O chumbo passou séculos enterrado, acumulando desgaste, manchas e pequenos danos. Olhar diretamente para a peça não bastava para distinguir todos os riscos feitos pelo autor.

Por isso, os pesquisadores recorreram à técnica chamada imagem por transformação de refletância, conhecida pela sigla RTI.

O processo fotografa o mesmo objeto várias vezes, sempre mudando a posição da luz. Depois, um programa combina as imagens e permite que o especialista mova digitalmente a iluminação sobre a superfície.

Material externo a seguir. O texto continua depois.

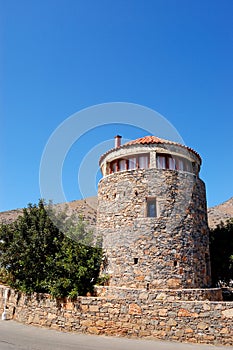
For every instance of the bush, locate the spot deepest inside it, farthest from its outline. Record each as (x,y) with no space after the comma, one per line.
(36,256)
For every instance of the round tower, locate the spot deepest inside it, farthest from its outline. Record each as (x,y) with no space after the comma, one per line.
(152,216)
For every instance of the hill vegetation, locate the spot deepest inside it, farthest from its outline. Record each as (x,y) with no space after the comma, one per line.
(36,256)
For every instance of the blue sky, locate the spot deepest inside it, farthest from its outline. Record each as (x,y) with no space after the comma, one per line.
(61,56)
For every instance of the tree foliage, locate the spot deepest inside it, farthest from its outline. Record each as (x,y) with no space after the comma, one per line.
(221,253)
(36,256)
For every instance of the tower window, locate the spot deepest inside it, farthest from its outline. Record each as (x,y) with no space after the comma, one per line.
(151,207)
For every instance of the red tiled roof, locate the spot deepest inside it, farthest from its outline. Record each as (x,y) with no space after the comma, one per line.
(146,140)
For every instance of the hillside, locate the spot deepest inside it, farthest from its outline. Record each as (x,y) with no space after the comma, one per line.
(221,212)
(85,207)
(88,207)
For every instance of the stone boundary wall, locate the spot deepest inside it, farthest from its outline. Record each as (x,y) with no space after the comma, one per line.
(213,294)
(185,321)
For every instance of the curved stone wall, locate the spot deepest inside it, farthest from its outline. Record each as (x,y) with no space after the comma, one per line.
(167,251)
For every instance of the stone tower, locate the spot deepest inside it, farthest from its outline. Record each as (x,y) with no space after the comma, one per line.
(152,216)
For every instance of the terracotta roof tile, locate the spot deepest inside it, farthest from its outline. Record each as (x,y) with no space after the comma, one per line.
(146,140)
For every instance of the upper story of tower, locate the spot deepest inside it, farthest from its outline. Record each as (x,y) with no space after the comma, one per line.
(149,152)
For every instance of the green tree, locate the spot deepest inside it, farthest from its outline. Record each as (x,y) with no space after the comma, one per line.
(221,253)
(36,256)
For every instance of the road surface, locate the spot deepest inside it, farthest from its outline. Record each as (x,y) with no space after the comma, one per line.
(16,336)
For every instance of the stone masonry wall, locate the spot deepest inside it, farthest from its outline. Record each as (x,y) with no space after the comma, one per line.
(188,321)
(171,250)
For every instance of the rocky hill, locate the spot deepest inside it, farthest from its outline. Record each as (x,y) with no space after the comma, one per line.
(85,207)
(88,207)
(221,212)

É como segurar uma moeda gasta perto de uma lâmpada e incliná-la até que os detalhes apareçam. A diferença é que o computador faz isso com muito mais precisão e reúne dezenas de ângulos numa única análise.

Assim, marcas que pareciam arranhões aleatórios ganharam contornos. Letras surgiram no relevo, símbolos ficaram mais claros e os nomes voltaram a ser lidos depois de quase dois milênios de silêncio.

Por que havia magia egípcia nos Países Baixos?

Durante o século II, Heerlen fazia parte do Império Romano. Essa enorme rede conectava regiões que hoje pertencem a países muito distantes, desde o norte da Europa até o Egito.

Soldados, comerciantes, trabalhadores e pessoas escravizadas circulavam por essas rotas. Com eles viajavam idiomas, crenças, amuletos, receitas e práticas religiosas.

A placa reúne justamente esse caldeirão. Ela apareceu no norte europeu, foi escrita em grego, traz nomes latinos e gregos e emprega uma forma de invocação ligada ao Egito.

O objeto lembra que o Império Romano não era um bloco cultural uniforme. Era mais parecido com uma estação movimentada, onde tradições diferentes se esbarravam, misturavam-se e seguiam viagem com novas roupas.

Afinal, por que essa descoberta importa?

Ruínas das termas romanas de Coriovallum, em Heerlen, Países Baixos
As termas romanas de Coriovallum, em Heerlen, onde a placa romana de maldição foi desenterrada. Imagem: Romaine (CC0).

Mais de 2 mil placas de maldição romanas já foram identificadas em diferentes regiões do antigo império. Ainda assim, exemplares encontrados nos Países Baixos e na Bélgica são raros. Uma inscrição em grego naquela área é mais incomum ainda.

Além de ampliar o conhecimento sobre rituais antigos, a peça revela emoções que dificilmente aparecem em estátuas de imperadores ou relatos de batalhas. Ela conserva raiva, medo, rivalidade e desejo de vingança de pessoas comuns.

Talvez nunca descubramos quem lançou o feitiço ou quem deveria sofrer suas consequências. Porém, a pequena folha de chumbo já contou algo importante.

Os romanos construíam estradas, aquedutos e cidades monumentais. Mas, quando alguém pisava demais no calo de outra pessoa, havia quem preferisse escrever o nome do desafeto num pedaço de metal e entregar o problema aos deuses.

Mudaram os meios. A vontade de acertar contas, pelo visto, continua assustadoramente familiar.